While warning that the Federal Government was making a huge mistake in the criteria used in sharing the COVID-19 vaccines, he said although Kano State was known to be highly populated, in recent times the number of COVID-19 infections could not be compared to the daily numbers coming out from Lagos and Abuja.
“I fault the criteria used in sharing it because if we have good statistics of how the COVID-19 virus is affecting people, we should use that as a yardstick of sharing the vaccines and not using religion, zones or states as a criteria in sharing it.

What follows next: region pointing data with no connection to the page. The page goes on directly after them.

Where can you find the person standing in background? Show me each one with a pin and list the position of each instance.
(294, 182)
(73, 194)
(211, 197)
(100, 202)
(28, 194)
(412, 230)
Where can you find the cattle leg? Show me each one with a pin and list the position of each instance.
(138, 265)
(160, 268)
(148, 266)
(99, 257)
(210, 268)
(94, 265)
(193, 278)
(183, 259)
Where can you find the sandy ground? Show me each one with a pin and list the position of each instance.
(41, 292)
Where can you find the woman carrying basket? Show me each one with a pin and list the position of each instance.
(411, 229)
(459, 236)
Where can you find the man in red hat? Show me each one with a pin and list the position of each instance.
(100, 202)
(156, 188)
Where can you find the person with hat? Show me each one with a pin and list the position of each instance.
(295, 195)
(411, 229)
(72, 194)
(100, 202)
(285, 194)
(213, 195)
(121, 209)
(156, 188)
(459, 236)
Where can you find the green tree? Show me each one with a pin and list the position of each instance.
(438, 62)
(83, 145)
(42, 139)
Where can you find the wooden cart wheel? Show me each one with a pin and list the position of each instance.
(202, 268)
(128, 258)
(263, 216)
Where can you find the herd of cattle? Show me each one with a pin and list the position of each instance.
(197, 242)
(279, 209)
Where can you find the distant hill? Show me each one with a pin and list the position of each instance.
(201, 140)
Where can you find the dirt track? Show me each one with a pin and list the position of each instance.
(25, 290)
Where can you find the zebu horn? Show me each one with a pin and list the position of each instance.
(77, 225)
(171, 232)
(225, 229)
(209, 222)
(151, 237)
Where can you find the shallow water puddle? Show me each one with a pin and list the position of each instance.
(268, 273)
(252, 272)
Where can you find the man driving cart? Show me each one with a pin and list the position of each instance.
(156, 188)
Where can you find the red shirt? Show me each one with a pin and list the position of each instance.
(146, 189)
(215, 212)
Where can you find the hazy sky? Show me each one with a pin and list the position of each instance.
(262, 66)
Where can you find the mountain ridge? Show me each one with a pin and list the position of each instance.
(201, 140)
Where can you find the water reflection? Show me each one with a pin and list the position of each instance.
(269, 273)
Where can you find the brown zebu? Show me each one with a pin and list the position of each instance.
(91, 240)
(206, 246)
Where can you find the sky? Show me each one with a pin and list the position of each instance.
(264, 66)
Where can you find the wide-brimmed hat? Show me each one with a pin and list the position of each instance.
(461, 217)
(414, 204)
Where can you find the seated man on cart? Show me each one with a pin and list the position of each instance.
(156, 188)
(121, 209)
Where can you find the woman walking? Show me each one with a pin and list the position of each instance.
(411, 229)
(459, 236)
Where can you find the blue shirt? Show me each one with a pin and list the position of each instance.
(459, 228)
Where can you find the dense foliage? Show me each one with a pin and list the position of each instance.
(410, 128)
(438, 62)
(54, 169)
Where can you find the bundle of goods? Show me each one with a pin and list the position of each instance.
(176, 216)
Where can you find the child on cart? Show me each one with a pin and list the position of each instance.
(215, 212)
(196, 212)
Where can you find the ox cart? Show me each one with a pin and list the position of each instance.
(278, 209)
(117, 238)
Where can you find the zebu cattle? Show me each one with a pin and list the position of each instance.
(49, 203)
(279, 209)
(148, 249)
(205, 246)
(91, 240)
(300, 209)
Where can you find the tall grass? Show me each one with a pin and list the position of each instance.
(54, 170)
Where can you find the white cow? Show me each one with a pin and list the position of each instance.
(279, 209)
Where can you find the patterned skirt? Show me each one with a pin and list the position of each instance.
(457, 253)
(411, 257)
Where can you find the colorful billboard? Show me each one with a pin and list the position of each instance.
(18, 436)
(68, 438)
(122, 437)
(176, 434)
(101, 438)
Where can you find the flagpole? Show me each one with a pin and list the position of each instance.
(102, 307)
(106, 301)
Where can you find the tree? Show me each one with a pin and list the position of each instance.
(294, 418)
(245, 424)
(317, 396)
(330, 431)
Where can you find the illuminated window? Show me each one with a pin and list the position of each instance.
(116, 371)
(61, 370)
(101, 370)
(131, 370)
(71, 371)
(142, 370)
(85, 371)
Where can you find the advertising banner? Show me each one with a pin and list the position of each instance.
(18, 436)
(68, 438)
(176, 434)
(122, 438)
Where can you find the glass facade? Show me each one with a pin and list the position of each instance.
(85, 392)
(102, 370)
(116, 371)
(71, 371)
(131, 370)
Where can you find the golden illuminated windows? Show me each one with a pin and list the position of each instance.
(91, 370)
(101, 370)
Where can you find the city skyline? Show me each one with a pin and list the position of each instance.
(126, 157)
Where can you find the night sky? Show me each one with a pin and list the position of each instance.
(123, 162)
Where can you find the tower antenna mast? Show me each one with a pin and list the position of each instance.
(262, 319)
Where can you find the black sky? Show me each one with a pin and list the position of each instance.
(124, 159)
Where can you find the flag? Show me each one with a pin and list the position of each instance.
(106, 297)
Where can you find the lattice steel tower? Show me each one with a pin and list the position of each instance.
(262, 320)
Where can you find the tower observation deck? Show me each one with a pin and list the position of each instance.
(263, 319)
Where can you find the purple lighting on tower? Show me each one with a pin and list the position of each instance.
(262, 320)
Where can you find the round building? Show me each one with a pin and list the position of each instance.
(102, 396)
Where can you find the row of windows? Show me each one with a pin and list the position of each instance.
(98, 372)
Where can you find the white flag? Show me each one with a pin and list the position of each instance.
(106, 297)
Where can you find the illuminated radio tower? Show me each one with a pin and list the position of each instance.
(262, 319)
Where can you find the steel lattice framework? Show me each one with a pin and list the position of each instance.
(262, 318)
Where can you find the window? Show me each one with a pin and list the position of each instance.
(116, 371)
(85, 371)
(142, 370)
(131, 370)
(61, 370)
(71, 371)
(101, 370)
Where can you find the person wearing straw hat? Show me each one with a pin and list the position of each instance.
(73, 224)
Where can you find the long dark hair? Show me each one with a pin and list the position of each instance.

“They are not sensitising Nigerians enough and I can beat my chest to say most Nigerians would not even want to take it because there are videos that have gone round to query the effectiveness of the vaccines.
“When we do not educate Nigerians on what and how the vaccines will help us, it will just be like a mission that has failed from the onset.
“Going to give more vaccines to Kano when you have not educated them on the product you are giving them and its effectiveness to help try to stop the COVID- 19 virus, they will not take it and I hope we will not end up wasting our money, time and vaccines on people that may still refuse to take the vaccines.”